El brusco final de la jugada

Fernando Ónega
Fernando Ónega DESDE LA CORTE

OPINIÓN

El vicepresidente del Govern i conseller de Economía, Pere Aragonès y la consellera de la Presidencia y portavoz del Govern, Elsa Artadi
El vicepresidente del Govern i conseller de Economía, Pere Aragonès y la consellera de la Presidencia y portavoz del Govern, Elsa Artadi Toni Albir | efe

08 feb 2019 . Actualizado a las 05:05 h.

Algún día conoceremos la verdad exacta de lo ocurrido. Hoy tenemos la verdad oficial. Los independentistas rechazaron el documento para el diálogo que les entregó el Gobierno central y no hubo segunda oportunidad: se rompió este intento de negociar. Con él caen la mesa de partidos y el relator, que tanto revuelo levantó. Es el segundo fracaso de la operación diálogo que ya conocíamos como «desinflamación». El primero fue el intentado por Soraya Sáenz de Santamaría, que no llegó siquiera a formalizarse ni en una mesa ni en ningún tipo de contacto noticioso. La pelota vuelve a su punto de partida y lo único que sorprende es la rapidez con que se produjo todo: en el brevísimo plazo de los días hábiles de una semana asistimos a la proclamación de las más arriesgadas intenciones, al tensionamiento feroz de la política, a la crispación de más altos niveles y al desmoronamiento del proyecto.

Con lo cual, hay que hacerse dos preguntas: por qué el Gobierno presentó una oferta tan lejana al sueño independentista y por qué se rompió sin hacer un nuevo intento. Este cronista entiende sinceramente que Pedro Sánchez jamás pensó en poner sobre la mesa la autodeterminación, aunque la propaganda conservadora lo haya acusado de felonía.
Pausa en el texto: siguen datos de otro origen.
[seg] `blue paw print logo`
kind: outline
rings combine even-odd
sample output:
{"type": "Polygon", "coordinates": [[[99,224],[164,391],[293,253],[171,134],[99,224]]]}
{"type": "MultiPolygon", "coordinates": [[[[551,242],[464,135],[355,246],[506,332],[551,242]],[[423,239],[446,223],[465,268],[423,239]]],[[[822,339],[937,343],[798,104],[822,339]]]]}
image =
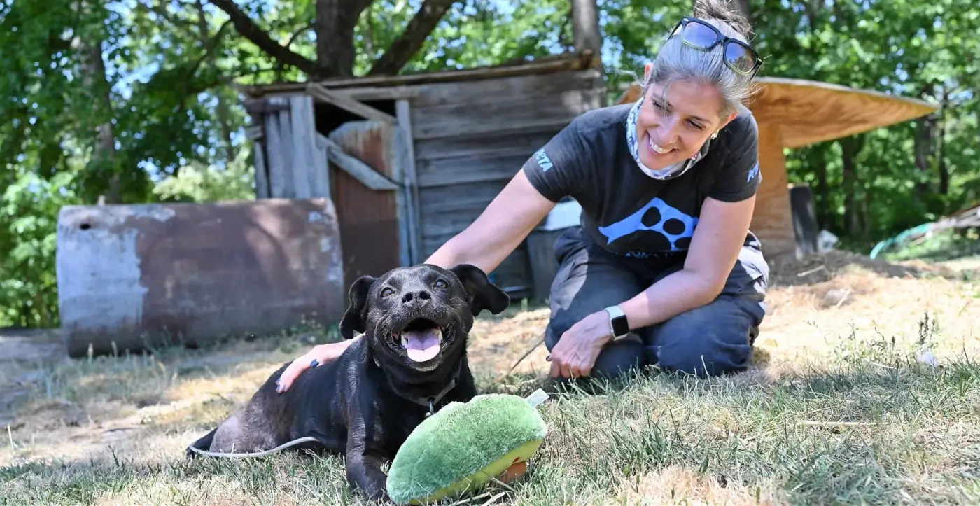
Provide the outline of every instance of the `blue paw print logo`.
{"type": "Polygon", "coordinates": [[[697,218],[670,207],[657,197],[626,218],[607,227],[600,227],[599,231],[606,236],[607,244],[635,231],[654,231],[670,242],[671,250],[678,251],[686,249],[691,243],[697,226],[697,218]]]}
{"type": "Polygon", "coordinates": [[[761,177],[759,171],[759,162],[756,162],[756,167],[753,167],[752,170],[749,171],[749,177],[745,178],[745,182],[751,182],[752,179],[756,177],[761,177]]]}

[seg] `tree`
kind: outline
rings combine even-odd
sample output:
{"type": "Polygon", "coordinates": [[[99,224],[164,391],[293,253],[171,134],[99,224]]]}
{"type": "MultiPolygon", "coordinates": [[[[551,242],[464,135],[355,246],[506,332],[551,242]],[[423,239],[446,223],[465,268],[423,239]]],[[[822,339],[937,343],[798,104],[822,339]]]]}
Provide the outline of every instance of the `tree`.
{"type": "MultiPolygon", "coordinates": [[[[368,74],[398,74],[455,2],[424,0],[401,35],[382,52],[368,74]]],[[[371,0],[316,0],[315,21],[310,25],[317,33],[316,60],[296,53],[288,44],[275,41],[233,0],[212,0],[212,3],[228,15],[242,36],[279,63],[292,66],[312,78],[322,79],[354,76],[357,57],[354,31],[361,14],[371,4],[371,0]]]]}

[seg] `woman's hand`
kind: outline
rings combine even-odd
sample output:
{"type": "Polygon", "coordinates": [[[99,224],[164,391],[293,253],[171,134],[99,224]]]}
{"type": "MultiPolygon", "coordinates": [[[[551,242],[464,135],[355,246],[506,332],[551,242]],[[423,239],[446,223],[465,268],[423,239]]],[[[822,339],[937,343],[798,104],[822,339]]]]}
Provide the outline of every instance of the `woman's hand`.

Dejó que la pusieran los independentistas, en la esperanza de que llegasen a entender que no era posible ni un referendo ni, mucho menos, un planteamiento directo de independencia. Y todo lo torció el maldito relator, que fue entendido como una concesión innoble al secesionismo.

A partir de ahí, el vértigo. Sánchez se sintió acorralado por la opinión pública y la publicada. No pudo soportar la interpretación de que estaba dispuesto a romper España por su ambición de poder. Probablemente recibió avisos del terreno minado en el que se había metido. Sintió pánico ante la posible ruptura del Partido Socialista por su culpa. Le llegaron los comentarios que decían que estaba cavando su tumba y elevando al poder a la derecha. Seguramente quiso echar agua sobre esa ola de fervor nacionalista contra él que se preparaba para la manifestación de mañana. Y se sintió atrapado en la celada de los independentistas que funcionan al grito de «ni un paso atrás».

Ahora se abre un intrigante capítulo a tres días del juicio del procès y del debate de Presupuestos. De golpe ha cambiado el escenario. Ya puede pasar todo: las protestas contra la Justicia, el rechazo a las cuentas públicas, la soledad del Gobierno y la caída. Y esta semana de vértigo deja una amarguísima lección: no es posible el diálogo si uno tiene la obligación legal y moral de defender la unidad de España, pero el otro no se apea de la autodeterminación. Y eso es exactamente lo que ocurrió.